Back when I subscribed to Oxford American magazine, I would regularly threaten (to myself) to cancel my subscription if I saw one more picture of a snake handler in their pages. Snake handlers and alligators were a little too common as OA’s attempt to capture “Southern-ness” occasionally tilted a little too far toward surreal Southern Gothic.
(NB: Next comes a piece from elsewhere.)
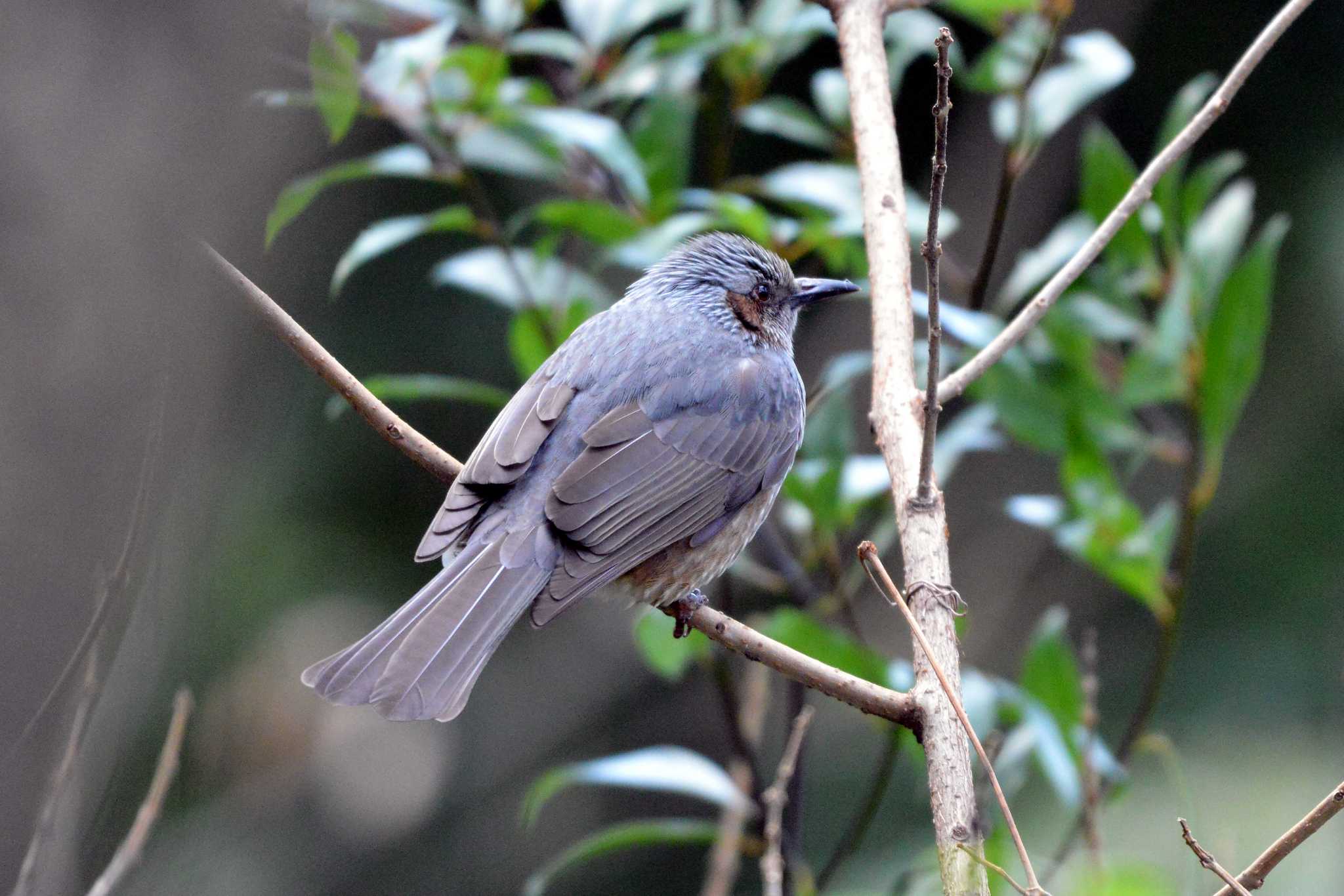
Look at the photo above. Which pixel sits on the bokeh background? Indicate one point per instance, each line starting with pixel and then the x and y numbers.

So it is with some trepidation that I feel a need to address the very Southern taste for salted peanuts in Coca-Cola as a snack. This is something I remember from early childhood. We would take a bottle of Coke and a sleeve of salted peanuts. Take a couple of good swigs of the Coke to make room for the peanuts and then slowly pour the peanuts into the narrow top of the Coke bottle. The combination of the sugary Coca-Cola with the salty peanuts is really good. Trust me on this, but don’t ask me to explain why.
I had relegated peanuts in Coca-Cola to a distant childhood memory until this summer when Coach Jimbo Fisher of Florida State dumped some peanuts in his Coca-Cola during ACC media days. The non-Southern press in attendance was flabbergasted and felt the need to address this odd behavior in multiple columns which then led to a deluge of online responses, contradictions, and opinions. We Southerners who grew up with peanuts in Coke as a normal treat were a little bemused by the brouhaha. While I suspect that this tradition is more familiar to Baby Boomers and their parents than to younger generations, I asked a recent class of college-age students how many of them had heard of or had peanuts in Coca-Cola and was surprised at how many hands went up. A few of them opted for RC Cola instead of Coke. I can accept that.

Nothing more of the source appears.